It’s impossible to cover each bit of new music that comes out during the week, so every Friday, we’ll be doing an end of the week music roundup. It’s called Final Track, and we’ll count off a few songs released during the week that are worth giving a listen to.
Today, we've got selections from Kendrick Lamar, Joanna Newsom, and yes, Harvey Keitel with Carly Rae Jepsen.
“F*ckin’ Problem” by ASAP Rocky feat. Drake, 2 Chainz & Kendrick Lamar
A star-studded, dream team, supergroup, other phrases and words that mean a lot of famous working together collaborate for "F*ckin' Problem," a new laid back single from ASAP's soon-to-be-released LongLiveASAP, with popping production Noah “40″ Shebib.
"Poetic Justice" by Kendrick Lamar featuring Drake
For more on Kendrick Lamar, who (at last) drops his highly anticipated debut, good kid, m.A.A.d. city, next week, check out the Smoking Section.
"Look and Despair" by Joanna Newsom
At only five minutes, "Look and Despair" is downright Ramones-like for Joanna Newsom (her last album is over two hours long), yet nothing is scarified with the "short" song length, nor Newsom ditching the harp for a solo turn on the piano. It's a spry little number, with a sound perfectly matching the deep blue sky behind her.
"22" by Taylor Swift
On the first single from Red, "We Are Never Ever Getting Back Together," Taylor Swift complains about indie records. On the second, "22," she sings, "It feels like a perfect night to dress up like hipsters." Her fascination with Brooklyn types is intriguing, if confusing, and it makes you wonder which organic street vendor in Williamsburg broke her heart this time.
“WAVIP” by the Coup feat. Das Racist and Killer Mike
A funky, politically charged banger from Boots Riley & Co., Killer Mike, and Das Racist, set to appear on the Coup's upcoming Sorry to Bother You.
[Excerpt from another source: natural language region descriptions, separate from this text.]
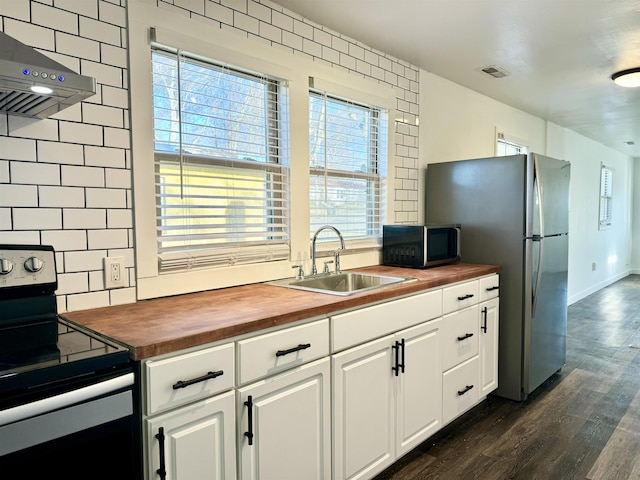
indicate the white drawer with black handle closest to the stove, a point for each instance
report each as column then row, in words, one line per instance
column 188, row 377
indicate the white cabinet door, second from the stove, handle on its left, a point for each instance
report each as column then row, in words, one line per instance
column 285, row 425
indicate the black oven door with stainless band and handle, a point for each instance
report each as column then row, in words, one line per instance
column 82, row 433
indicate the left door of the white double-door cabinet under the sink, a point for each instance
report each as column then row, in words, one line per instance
column 363, row 410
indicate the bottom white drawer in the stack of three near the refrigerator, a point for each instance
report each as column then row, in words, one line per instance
column 460, row 389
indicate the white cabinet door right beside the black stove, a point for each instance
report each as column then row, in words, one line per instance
column 195, row 442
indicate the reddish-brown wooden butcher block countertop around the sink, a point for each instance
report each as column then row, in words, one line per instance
column 163, row 325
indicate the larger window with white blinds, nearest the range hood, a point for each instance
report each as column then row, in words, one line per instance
column 221, row 164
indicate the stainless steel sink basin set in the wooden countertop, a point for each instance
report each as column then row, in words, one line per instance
column 346, row 283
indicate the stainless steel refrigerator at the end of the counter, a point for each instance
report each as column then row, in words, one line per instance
column 514, row 212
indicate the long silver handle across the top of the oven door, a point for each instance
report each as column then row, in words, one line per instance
column 29, row 410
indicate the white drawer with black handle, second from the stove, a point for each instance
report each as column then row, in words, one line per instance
column 273, row 352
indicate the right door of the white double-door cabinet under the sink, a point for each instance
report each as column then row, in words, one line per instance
column 419, row 385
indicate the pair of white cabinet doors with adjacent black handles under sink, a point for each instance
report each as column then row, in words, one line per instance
column 387, row 399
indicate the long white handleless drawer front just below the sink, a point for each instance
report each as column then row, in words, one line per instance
column 360, row 326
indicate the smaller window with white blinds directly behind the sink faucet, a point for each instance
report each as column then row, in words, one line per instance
column 348, row 166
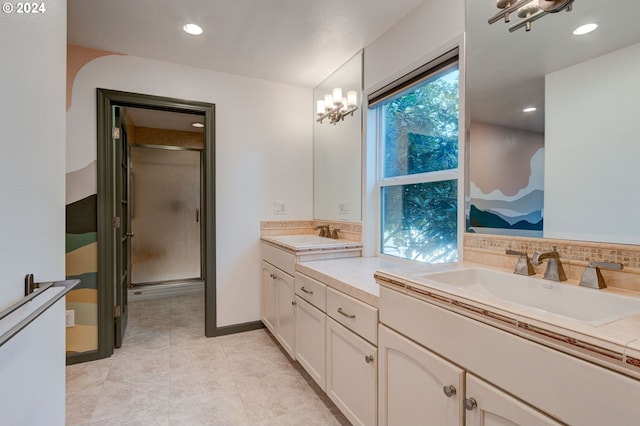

“Intro/Brave Men Run (In My Family)" by Sonic Youth
We may never get a new Sonic Youth record again, but as a minor consolation, the band is putting out Sonic Youth – Smart Bar – Chicago 1985, a live album that was recorded in, you guessed, 1985, only a few months after the release of Bad Moon Rising and a year before EVOL. I'd say they were at their peak then, but they were pretty much at their peak for 15 years.
"Call Me Maybe" by Carly Rae Jepsen and Harvey Keitel
In case you've ever wondered what Mr. White singing a top-40 pop song sounds like.